As Kobe Bryant gets enshrined today. There’s a question that got recently asked about where Kobe gets ranked in terms of greatest players of all-time to play for the Los Angeles Lakers. Some are even trying to rewrite his history after his tragic passing by calling him the best. Simply put he wasn’t. In terms of popularity there’s no question it’s Bryant with Magic Johnson coming in a distant second.
Still when it comes to greatest players in Lakers franchise history it’s incredibly difficult to choose. The only easy answer though is that Kobe isn’t the greatest in franchise history. Here’s why.

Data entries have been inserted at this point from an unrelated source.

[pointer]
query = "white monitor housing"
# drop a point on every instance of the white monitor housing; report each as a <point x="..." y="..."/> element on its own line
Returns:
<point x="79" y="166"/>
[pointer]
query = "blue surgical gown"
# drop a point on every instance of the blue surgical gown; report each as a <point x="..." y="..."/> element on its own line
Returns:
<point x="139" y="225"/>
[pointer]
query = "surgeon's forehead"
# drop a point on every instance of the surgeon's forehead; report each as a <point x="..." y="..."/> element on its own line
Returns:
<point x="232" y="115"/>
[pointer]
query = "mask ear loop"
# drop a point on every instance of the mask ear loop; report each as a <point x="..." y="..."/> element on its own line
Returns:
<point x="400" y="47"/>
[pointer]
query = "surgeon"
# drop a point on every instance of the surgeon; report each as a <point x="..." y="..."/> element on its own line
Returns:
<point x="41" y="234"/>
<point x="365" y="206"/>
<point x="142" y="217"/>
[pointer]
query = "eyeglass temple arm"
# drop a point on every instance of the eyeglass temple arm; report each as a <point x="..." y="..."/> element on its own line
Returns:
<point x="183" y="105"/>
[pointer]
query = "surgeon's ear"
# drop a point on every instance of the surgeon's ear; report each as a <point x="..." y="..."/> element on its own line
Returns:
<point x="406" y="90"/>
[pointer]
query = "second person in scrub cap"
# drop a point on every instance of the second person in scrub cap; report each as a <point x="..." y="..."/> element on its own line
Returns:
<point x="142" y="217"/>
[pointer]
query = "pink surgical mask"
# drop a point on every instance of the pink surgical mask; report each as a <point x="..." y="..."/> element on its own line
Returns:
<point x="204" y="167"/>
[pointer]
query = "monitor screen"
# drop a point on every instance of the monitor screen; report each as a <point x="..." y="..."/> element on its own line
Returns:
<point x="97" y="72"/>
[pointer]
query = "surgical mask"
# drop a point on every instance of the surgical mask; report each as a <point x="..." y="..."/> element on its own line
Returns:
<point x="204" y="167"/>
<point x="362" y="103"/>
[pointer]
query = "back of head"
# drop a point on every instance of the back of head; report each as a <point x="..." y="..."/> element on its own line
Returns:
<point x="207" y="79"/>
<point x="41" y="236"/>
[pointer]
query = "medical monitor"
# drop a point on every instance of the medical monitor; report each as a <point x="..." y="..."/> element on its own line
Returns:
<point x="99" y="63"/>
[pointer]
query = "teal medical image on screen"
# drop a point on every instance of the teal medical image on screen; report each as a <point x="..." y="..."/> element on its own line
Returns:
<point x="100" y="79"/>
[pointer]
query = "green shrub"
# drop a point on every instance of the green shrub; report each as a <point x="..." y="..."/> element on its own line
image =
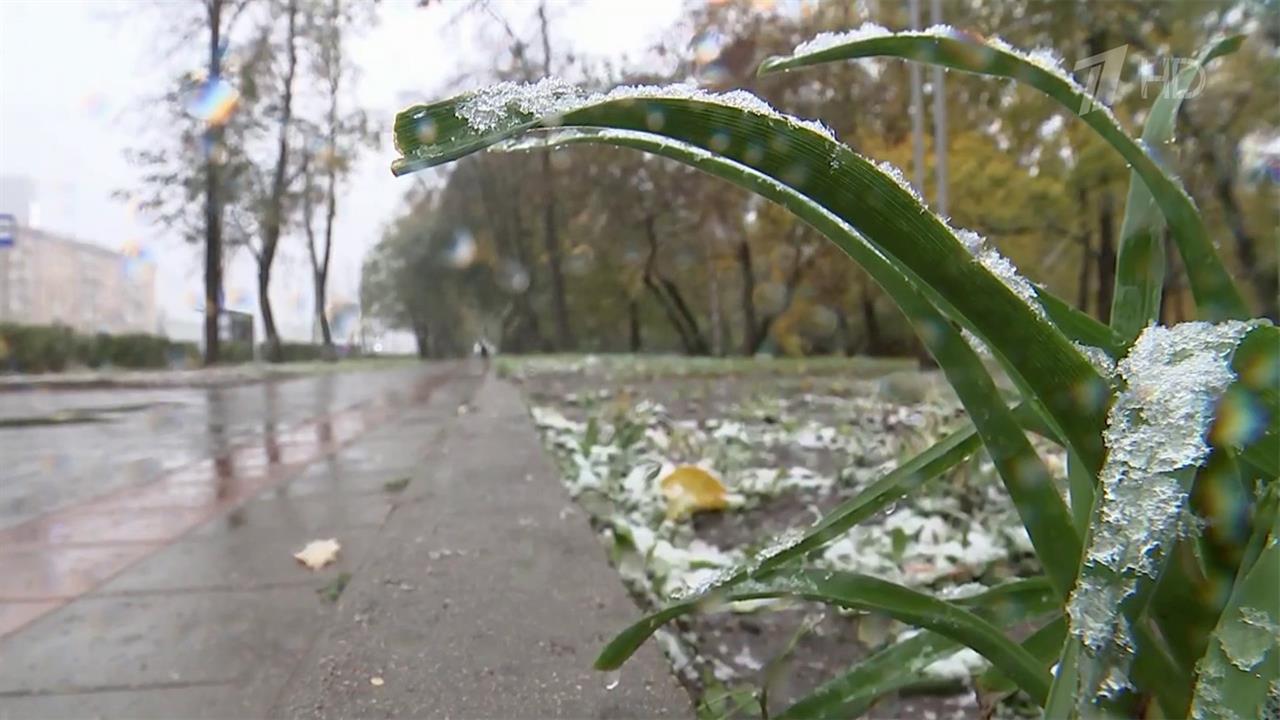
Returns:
<point x="51" y="349"/>
<point x="37" y="349"/>
<point x="1160" y="548"/>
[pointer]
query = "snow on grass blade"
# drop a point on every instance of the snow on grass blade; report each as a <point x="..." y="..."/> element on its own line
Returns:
<point x="863" y="592"/>
<point x="805" y="159"/>
<point x="1141" y="259"/>
<point x="910" y="661"/>
<point x="1215" y="294"/>
<point x="1024" y="474"/>
<point x="1156" y="440"/>
<point x="1239" y="677"/>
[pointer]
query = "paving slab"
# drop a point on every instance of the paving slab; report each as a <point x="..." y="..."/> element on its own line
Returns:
<point x="489" y="597"/>
<point x="241" y="561"/>
<point x="208" y="623"/>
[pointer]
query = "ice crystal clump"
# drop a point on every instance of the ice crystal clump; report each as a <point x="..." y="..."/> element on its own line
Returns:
<point x="1248" y="639"/>
<point x="959" y="665"/>
<point x="507" y="104"/>
<point x="739" y="99"/>
<point x="1173" y="379"/>
<point x="1098" y="358"/>
<point x="828" y="40"/>
<point x="492" y="108"/>
<point x="1000" y="267"/>
<point x="895" y="174"/>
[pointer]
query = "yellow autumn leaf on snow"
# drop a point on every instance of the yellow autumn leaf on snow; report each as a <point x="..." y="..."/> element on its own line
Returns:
<point x="318" y="554"/>
<point x="691" y="490"/>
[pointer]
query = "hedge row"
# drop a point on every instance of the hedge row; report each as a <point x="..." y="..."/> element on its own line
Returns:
<point x="51" y="349"/>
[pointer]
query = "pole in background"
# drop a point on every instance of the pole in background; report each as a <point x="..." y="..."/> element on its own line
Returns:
<point x="940" y="123"/>
<point x="917" y="110"/>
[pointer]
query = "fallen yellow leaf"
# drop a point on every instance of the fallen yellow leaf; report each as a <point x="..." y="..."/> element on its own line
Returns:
<point x="691" y="490"/>
<point x="318" y="554"/>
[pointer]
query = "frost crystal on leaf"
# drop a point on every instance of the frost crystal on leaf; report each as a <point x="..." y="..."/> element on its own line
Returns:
<point x="507" y="104"/>
<point x="828" y="40"/>
<point x="492" y="108"/>
<point x="895" y="173"/>
<point x="1098" y="358"/>
<point x="1000" y="267"/>
<point x="1173" y="379"/>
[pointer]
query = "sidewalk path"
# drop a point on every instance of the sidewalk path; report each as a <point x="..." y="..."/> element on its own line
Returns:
<point x="476" y="591"/>
<point x="489" y="597"/>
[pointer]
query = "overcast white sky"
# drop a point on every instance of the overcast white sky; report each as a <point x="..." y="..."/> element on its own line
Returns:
<point x="73" y="74"/>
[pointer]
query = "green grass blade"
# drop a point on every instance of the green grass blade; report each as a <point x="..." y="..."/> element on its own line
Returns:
<point x="1080" y="327"/>
<point x="1141" y="259"/>
<point x="1061" y="695"/>
<point x="900" y="665"/>
<point x="830" y="177"/>
<point x="1045" y="643"/>
<point x="1024" y="474"/>
<point x="862" y="592"/>
<point x="1215" y="292"/>
<point x="1174" y="378"/>
<point x="1240" y="670"/>
<point x="897" y="666"/>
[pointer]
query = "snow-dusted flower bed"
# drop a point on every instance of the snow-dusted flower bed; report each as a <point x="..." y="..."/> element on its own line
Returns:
<point x="786" y="452"/>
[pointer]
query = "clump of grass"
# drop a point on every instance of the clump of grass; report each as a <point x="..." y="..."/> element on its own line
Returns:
<point x="1161" y="565"/>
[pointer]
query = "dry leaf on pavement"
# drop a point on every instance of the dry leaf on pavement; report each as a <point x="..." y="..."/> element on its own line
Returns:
<point x="318" y="554"/>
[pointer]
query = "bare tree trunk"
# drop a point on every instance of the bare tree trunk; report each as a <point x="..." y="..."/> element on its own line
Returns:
<point x="213" y="203"/>
<point x="321" y="268"/>
<point x="871" y="323"/>
<point x="1082" y="288"/>
<point x="670" y="299"/>
<point x="1106" y="256"/>
<point x="634" y="320"/>
<point x="749" y="320"/>
<point x="850" y="345"/>
<point x="275" y="208"/>
<point x="1265" y="283"/>
<point x="560" y="306"/>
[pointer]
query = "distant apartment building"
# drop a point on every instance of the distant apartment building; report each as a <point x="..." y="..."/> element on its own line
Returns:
<point x="46" y="278"/>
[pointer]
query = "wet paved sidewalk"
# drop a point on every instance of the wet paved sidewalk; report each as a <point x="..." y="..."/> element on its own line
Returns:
<point x="475" y="589"/>
<point x="177" y="596"/>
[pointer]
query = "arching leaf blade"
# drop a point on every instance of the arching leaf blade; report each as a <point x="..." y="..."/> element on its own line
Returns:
<point x="1141" y="256"/>
<point x="1041" y="359"/>
<point x="1024" y="474"/>
<point x="862" y="592"/>
<point x="1215" y="292"/>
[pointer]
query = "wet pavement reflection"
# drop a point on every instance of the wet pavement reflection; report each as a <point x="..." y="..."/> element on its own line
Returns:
<point x="82" y="501"/>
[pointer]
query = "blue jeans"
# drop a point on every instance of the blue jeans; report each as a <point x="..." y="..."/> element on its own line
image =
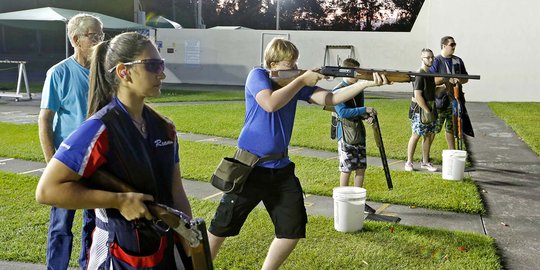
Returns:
<point x="60" y="237"/>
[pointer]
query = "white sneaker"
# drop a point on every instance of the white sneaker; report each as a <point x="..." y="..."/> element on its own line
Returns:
<point x="409" y="167"/>
<point x="428" y="166"/>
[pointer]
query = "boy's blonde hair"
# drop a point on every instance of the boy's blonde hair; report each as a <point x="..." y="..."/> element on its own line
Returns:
<point x="279" y="50"/>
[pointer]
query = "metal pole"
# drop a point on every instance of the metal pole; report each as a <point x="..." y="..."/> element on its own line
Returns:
<point x="277" y="14"/>
<point x="174" y="10"/>
<point x="67" y="43"/>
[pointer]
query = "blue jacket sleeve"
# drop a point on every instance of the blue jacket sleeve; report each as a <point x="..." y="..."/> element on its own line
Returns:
<point x="346" y="112"/>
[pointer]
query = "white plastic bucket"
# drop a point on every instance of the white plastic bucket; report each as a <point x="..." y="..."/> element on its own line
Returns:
<point x="453" y="164"/>
<point x="349" y="203"/>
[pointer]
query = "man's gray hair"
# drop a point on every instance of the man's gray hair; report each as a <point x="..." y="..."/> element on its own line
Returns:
<point x="79" y="23"/>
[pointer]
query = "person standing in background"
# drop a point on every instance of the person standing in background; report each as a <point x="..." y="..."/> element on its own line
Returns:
<point x="448" y="63"/>
<point x="63" y="109"/>
<point x="352" y="156"/>
<point x="423" y="99"/>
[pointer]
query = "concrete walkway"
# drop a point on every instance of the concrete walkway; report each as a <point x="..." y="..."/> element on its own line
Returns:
<point x="506" y="170"/>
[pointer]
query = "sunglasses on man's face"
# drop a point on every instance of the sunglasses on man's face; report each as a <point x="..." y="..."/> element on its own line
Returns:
<point x="151" y="65"/>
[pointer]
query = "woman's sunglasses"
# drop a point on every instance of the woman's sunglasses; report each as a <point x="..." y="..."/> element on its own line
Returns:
<point x="151" y="65"/>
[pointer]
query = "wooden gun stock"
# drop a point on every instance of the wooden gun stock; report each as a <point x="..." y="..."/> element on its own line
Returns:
<point x="284" y="77"/>
<point x="192" y="230"/>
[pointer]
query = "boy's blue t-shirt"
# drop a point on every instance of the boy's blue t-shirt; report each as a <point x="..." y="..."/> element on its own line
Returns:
<point x="344" y="111"/>
<point x="65" y="92"/>
<point x="266" y="133"/>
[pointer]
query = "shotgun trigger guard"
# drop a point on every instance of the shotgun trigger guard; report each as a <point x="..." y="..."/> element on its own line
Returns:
<point x="160" y="225"/>
<point x="185" y="228"/>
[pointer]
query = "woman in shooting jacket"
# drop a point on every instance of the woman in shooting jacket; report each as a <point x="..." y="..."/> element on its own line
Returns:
<point x="129" y="140"/>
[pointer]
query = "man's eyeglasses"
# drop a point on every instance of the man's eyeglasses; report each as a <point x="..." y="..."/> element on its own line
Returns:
<point x="94" y="36"/>
<point x="151" y="65"/>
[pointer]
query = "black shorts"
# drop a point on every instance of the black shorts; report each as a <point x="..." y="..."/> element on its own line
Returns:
<point x="281" y="193"/>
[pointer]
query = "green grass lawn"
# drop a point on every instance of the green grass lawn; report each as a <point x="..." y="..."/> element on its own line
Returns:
<point x="318" y="176"/>
<point x="523" y="118"/>
<point x="378" y="246"/>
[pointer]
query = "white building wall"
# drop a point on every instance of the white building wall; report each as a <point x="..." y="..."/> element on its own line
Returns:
<point x="495" y="39"/>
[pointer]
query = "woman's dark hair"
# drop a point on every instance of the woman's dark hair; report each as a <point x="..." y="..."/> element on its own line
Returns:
<point x="103" y="83"/>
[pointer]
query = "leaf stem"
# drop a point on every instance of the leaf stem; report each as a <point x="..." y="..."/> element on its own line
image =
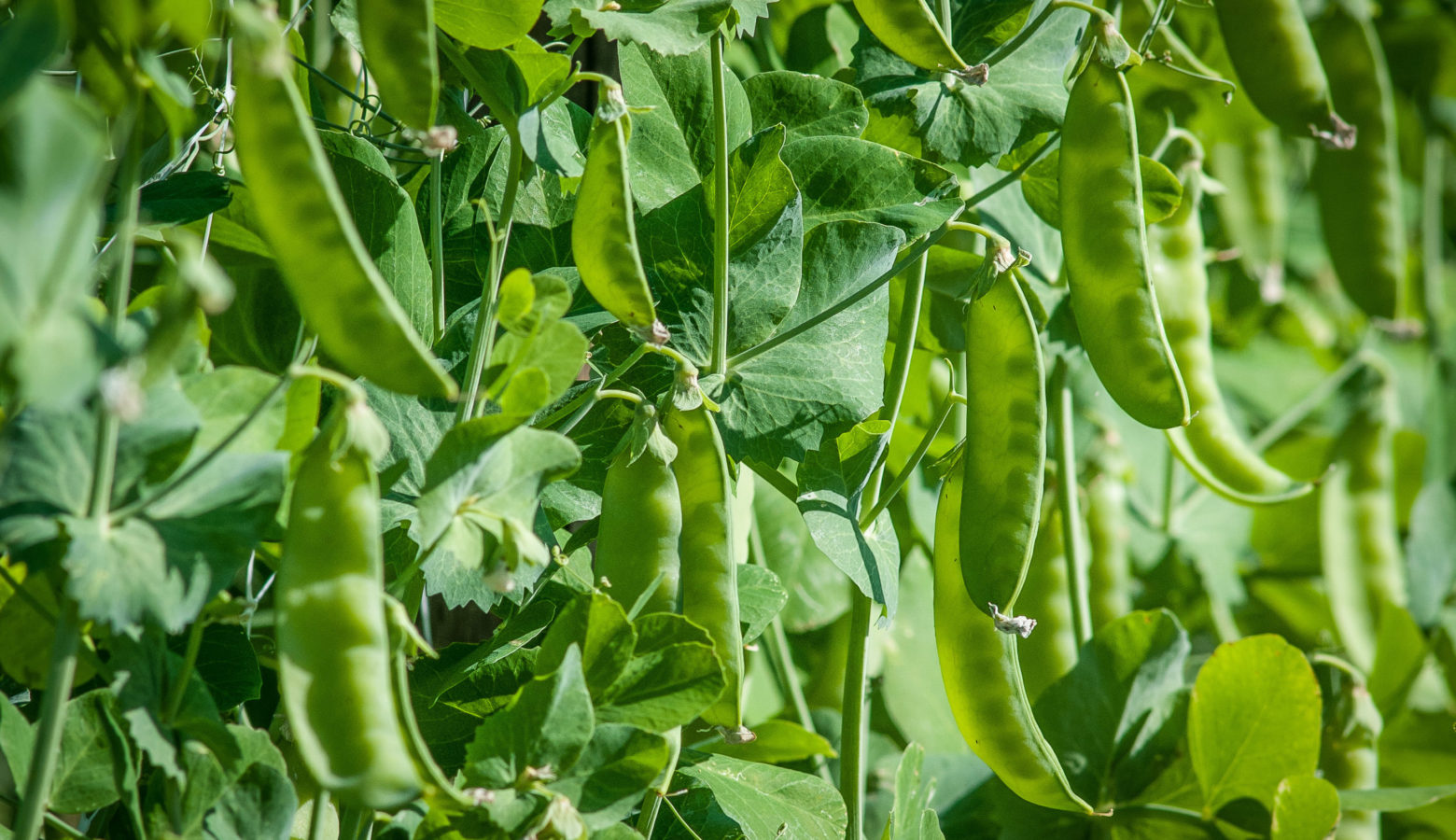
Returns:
<point x="1071" y="506"/>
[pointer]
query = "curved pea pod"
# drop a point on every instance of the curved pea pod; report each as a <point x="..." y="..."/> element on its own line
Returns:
<point x="1211" y="446"/>
<point x="982" y="674"/>
<point x="1359" y="189"/>
<point x="399" y="46"/>
<point x="603" y="233"/>
<point x="1104" y="242"/>
<point x="642" y="520"/>
<point x="1274" y="56"/>
<point x="1110" y="533"/>
<point x="1253" y="205"/>
<point x="334" y="650"/>
<point x="910" y="31"/>
<point x="709" y="575"/>
<point x="1006" y="453"/>
<point x="303" y="218"/>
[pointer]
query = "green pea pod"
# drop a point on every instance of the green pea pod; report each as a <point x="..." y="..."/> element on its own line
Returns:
<point x="1211" y="446"/>
<point x="1048" y="652"/>
<point x="709" y="575"/>
<point x="1274" y="56"/>
<point x="641" y="520"/>
<point x="1359" y="189"/>
<point x="334" y="650"/>
<point x="603" y="234"/>
<point x="1253" y="204"/>
<point x="910" y="31"/>
<point x="1006" y="453"/>
<point x="1104" y="241"/>
<point x="1110" y="533"/>
<point x="399" y="46"/>
<point x="982" y="674"/>
<point x="303" y="218"/>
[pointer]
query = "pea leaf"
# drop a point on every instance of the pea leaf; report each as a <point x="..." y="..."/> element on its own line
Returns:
<point x="1253" y="720"/>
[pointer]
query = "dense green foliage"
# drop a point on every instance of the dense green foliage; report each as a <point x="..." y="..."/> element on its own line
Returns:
<point x="562" y="420"/>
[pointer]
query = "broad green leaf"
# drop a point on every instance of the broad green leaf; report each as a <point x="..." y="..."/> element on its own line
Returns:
<point x="609" y="777"/>
<point x="1253" y="721"/>
<point x="399" y="46"/>
<point x="488" y="23"/>
<point x="805" y="105"/>
<point x="673" y="146"/>
<point x="1305" y="808"/>
<point x="761" y="597"/>
<point x="1126" y="688"/>
<point x="671" y="678"/>
<point x="49" y="197"/>
<point x="780" y="403"/>
<point x="777" y="743"/>
<point x="845" y="178"/>
<point x="546" y="725"/>
<point x="385" y="218"/>
<point x="832" y="485"/>
<point x="763" y="801"/>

Johnson is considered by many as the greatest point guard of all-time. For his career he averaged 19.5 points per game, 11.2 asssists, 7.2 rebounds and 1.9 steals. One of his most signature moments was as a rookie. He volunteered to start at center for the injured Kareem Abdul-Jabbar in game six of the NBA Finals and finished with 42 points, 15 rebounds, seven assists, and three steals.
In franchise history he ranks first in assists, first in assists per game, first in triple-doubles, second in steals, second in steals per game, fourth in total rebounds, fifth in points, and ninth in points per game.
Then there’s Abdul-Jabbar. He ended his career as the NBA’s all-time leading scorer with 38,387 and won five championships with the Lakers. Though he spent his first six seasons with the Milwaukee Bucks, he ranks first in blocks, second in total rebounds, third in points, third in blocks per game, fifth in field goal percentage, sixth in assists, and sixth in triple-doubles in Lakers history.
Abdul-Jabbar’s sky-hook is quite possibly one of the most iconic moves in NBA history. He’s also considered by many as the second greatest center in NBA history.
Now what center is better than Abdul-Jabbar? The answer is Wilt Chamberlain who played for five seasons with the Lakers at the end of his career. Even in the limited amount of games played with the franchise he still ranks first in rebounds per game and fifth in total rebounds.
Which doesn’t put him ahead of Kobe. Chamberlain did his most damage in a Philadelphia Warriors and San Francisco Warriors uniform.
Sticking with the center theme Shaquille O’Neal is next up and he played eight seasons in Los Angeles. He was the most important piece of three championship teams. In his time with the franchise he averaged 27 points, 11.8 rebounds, 3.1 assists, and 2.5 blocks.
In franchise history he ranks second in blocks, second in points per game, fourth in field goal percentage, sixth in total rebounds, and seventh in points.
Jerry West is the NBA’s logo. He was efficient for a guard and played his entire career with the Lakers and averaged 27 points, 6.7 assists and 5.8 rebounds. His best season arguably came in 1971-1972 when he averaged 25.8 points, 9.7 assists and 4.2 rebounds.
Also he had four seasons in which he averaged over 30 points per game. In franchise history he ranks second in points, third in points per game, third in assists, fifth in assists per game, fifth in triple-doubles and 10th in total rebounds.
Quite possibly the most overlooked and underappreciated Laker of all-time is Elgin Baylor. His best season came in 1960-1961 when he averaged 34.8 points, 19.8 rebounds, and 5.1 asssists. Career wise he averaged 27.4 points, 13.5 rebounds and 4.3 assists.
He ranks first in points per game, first in total rebounds, second in rebounds per game, second in triple-doubles, seventh in assists, and 10th in assists per game.
Now it’s time to look at Bryant. He won three titles with O’Neal and then there was a well publicized falling out between the two with Shaq leaving. So what did Bryant do without him? He had the highest scoring averages of his career. Yet the Lakers didn’t find much success in the playoffs.
Also during this time he demanded a trade as well and nearly got dealt to the Chicago Bulls. Eventually the Lakers found Kobe help by acquiring Pau Gasol resulting in two championships and a finals loss.
For Kobe his best season came in 2002-2003 when he averaged 30 points, 6.9 rebounds, 5.9 assists and 2.2 steals. Career wise he averaged 25 points, 5.2 rebounds, 4.7 assists and 1.4 steals. In franchise history he ranks first in points, second in assists, third in total rebounds, fourth in triple-doubles, fifth in points per game, eighth in assists per game, and ninth in steals per game.
There is no question that Kobe belongs when discussing the greatest Laker of all-time. Still Johnson, Abdul-Jabbar, O’Neal, West, and Baylor are ahead of him.